Silicon Valley graphics chipmaker Nvidia, announced a new, more powerful computing platform for use in autonomous vehicles. The company claims its new system, code named Pegasus, can be used to power Level 5, fully driverless cars without steering wheels, pedals, or mirrors.
Deutsche Post DHL Group, the world’s largest mail and logistics company, and ZF [ZFF.UL], a top automotive parts supplier, plan to deploy a fleet of autonomous delivery trucks based on the new chips, starting in 2019, NVIDIA said for Reuters.
The third generation of NVIDIA’s Drive PX automotive line is a multi-chip platform the size of car license plates with datacenter-class processing power.
Pegasus can handle 320 trillion operations per second, representing roughly a 13-fold increase over the calculating power of the current PX 2 line.
The new Pegasus uses far less power than the current model, but it’s going to be a while before anyone gets their hands one. The new computer will be available in the second half of 2018 with next generation GPUs that NVIDIA hasn’t actually announced yet.
The company said that over 25 of its partners are already working on fully autonomous taxis. The goal with this smaller, more powerful computer is to remove the huge computer arrays that sit in the prototype vehicles of OEMs, startups and any other company that’s trying to crack the autonomous car nut.
“NVIDIA is one step ahead.
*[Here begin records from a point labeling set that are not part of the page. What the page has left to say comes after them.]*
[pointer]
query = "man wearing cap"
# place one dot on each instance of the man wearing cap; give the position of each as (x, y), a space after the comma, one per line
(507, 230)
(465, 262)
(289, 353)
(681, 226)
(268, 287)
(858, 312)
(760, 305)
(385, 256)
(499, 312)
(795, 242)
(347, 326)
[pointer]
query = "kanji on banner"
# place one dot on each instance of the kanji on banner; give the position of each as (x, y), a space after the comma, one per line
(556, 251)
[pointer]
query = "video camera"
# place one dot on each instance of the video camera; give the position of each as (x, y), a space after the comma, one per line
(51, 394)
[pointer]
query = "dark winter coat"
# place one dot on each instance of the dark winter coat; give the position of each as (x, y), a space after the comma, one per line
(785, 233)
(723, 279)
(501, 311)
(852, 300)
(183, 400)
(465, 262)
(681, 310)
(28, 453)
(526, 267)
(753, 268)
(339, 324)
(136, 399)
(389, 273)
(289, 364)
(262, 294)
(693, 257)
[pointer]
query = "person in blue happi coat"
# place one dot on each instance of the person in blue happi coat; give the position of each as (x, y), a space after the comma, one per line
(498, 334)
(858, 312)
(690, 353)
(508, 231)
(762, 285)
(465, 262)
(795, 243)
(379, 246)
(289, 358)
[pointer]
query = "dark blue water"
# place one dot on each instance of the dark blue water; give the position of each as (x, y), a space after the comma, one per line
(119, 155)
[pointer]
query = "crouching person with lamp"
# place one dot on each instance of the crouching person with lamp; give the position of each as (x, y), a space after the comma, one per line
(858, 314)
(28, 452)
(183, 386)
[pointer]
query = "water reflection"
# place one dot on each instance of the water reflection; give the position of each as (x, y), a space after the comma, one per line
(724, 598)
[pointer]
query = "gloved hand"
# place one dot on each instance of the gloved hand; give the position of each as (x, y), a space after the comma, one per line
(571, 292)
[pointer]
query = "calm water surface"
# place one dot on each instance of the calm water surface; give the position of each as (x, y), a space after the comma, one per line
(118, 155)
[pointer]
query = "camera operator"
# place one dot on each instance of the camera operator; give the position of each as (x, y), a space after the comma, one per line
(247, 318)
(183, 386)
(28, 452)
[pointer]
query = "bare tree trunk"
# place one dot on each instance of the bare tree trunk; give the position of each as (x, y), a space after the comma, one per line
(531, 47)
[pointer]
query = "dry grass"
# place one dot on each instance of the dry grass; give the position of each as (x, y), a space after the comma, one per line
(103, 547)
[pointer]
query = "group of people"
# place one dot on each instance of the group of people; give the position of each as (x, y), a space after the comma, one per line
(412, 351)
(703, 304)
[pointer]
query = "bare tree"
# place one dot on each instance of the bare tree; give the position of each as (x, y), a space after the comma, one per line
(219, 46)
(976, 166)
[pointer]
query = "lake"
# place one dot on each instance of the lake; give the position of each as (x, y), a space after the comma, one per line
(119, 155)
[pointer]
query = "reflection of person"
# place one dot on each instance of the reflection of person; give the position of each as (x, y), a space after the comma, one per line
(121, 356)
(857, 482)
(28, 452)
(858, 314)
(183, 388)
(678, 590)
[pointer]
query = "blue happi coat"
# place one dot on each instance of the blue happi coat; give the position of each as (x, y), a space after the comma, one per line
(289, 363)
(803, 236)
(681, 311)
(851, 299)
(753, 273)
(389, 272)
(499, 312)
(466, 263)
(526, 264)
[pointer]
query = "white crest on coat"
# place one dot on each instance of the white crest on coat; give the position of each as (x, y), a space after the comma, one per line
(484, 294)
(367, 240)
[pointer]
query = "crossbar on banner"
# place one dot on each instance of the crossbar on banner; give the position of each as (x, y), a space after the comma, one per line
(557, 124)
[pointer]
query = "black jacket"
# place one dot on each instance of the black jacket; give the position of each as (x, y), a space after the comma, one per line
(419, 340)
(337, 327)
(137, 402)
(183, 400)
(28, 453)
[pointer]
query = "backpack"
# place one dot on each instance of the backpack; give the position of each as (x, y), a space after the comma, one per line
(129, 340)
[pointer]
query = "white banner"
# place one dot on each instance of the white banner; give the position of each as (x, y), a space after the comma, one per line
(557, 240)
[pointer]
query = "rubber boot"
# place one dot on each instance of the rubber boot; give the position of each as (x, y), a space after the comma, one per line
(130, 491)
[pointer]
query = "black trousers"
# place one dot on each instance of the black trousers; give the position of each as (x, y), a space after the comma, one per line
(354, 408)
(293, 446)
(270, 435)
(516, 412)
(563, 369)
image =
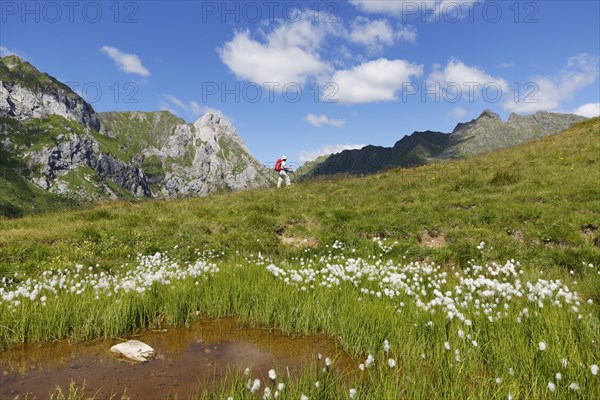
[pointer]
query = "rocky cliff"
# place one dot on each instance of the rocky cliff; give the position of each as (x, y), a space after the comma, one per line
(484, 134)
(52, 138)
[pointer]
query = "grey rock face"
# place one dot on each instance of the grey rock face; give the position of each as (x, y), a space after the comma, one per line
(57, 161)
(184, 158)
(210, 156)
(21, 103)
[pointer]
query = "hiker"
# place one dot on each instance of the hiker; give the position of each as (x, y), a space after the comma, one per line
(282, 170)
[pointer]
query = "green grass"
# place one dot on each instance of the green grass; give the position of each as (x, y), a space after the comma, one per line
(537, 203)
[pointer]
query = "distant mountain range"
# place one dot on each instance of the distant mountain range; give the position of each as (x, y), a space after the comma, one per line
(52, 139)
(484, 134)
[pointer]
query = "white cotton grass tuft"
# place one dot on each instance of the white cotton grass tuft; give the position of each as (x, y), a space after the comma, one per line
(255, 386)
(267, 393)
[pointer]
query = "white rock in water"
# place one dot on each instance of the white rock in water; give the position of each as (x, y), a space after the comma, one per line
(134, 350)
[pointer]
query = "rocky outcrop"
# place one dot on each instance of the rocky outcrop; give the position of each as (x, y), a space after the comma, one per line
(60, 144)
(75, 152)
(484, 134)
(189, 159)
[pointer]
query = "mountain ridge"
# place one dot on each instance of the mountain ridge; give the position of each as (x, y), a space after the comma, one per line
(483, 134)
(55, 140)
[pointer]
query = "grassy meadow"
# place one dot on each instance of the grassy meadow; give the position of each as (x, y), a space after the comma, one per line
(473, 279)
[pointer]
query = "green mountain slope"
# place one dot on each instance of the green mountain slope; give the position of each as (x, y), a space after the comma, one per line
(539, 201)
(484, 134)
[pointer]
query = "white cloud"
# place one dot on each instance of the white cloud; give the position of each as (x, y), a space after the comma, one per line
(310, 155)
(288, 54)
(318, 120)
(374, 81)
(460, 81)
(589, 110)
(432, 10)
(394, 7)
(548, 92)
(126, 62)
(377, 34)
(192, 109)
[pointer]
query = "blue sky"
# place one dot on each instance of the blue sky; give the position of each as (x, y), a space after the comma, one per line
(354, 72)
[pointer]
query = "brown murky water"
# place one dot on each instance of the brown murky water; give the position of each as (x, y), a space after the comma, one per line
(187, 359)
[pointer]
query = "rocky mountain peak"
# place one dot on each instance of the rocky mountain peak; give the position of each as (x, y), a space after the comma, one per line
(211, 127)
(487, 113)
(12, 61)
(210, 119)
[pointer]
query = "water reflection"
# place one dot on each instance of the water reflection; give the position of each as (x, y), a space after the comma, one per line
(187, 357)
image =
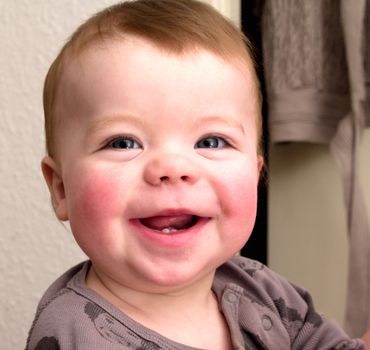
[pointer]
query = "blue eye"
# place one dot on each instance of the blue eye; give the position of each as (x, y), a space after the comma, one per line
(123, 142)
(211, 142)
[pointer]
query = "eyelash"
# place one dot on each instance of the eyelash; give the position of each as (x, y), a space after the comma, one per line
(136, 145)
(121, 139)
(225, 143)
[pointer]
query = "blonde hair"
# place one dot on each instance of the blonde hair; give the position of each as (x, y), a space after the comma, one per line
(174, 25)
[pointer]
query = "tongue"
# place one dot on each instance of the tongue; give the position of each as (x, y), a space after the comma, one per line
(160, 222)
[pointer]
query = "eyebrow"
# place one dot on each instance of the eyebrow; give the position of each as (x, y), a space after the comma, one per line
(96, 126)
(223, 120)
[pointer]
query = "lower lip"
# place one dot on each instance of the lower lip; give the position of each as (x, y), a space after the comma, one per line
(177, 239)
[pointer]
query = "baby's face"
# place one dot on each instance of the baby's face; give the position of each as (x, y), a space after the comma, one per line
(157, 154)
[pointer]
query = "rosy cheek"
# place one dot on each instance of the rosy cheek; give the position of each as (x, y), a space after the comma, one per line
(92, 203)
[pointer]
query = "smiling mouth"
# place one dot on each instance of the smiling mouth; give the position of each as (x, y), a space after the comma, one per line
(170, 224)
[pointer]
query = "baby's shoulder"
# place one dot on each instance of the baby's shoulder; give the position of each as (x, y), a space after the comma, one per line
(60, 313)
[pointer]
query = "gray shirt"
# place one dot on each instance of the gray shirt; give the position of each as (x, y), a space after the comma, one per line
(262, 310)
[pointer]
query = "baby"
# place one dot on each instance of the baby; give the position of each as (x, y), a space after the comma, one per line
(152, 116)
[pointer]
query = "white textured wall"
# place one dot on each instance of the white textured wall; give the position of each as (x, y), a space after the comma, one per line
(34, 247)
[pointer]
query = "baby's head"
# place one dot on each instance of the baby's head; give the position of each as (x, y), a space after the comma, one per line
(153, 119)
(178, 27)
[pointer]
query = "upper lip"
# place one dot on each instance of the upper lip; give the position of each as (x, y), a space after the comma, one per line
(171, 212)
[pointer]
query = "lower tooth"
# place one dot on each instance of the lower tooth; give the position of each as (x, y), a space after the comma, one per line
(168, 230)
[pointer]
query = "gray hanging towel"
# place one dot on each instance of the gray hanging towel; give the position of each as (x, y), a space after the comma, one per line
(317, 72)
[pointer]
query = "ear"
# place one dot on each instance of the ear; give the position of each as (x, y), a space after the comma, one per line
(260, 163)
(55, 184)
But you can be sure you can expect (rival chipmakers) Intel, NXP and Renesas not to be too far behind,” said Luca De Ambroggi, principal automotive electronics analyst with industry market research firm IHS Markit.
Analysts are however stressing that while Pegasus could find its way into mass-produced robotaxis running in defined lanes, these early fully-autonomous chips would likely only allow carmakers to develop prototypes ready for the driverless era.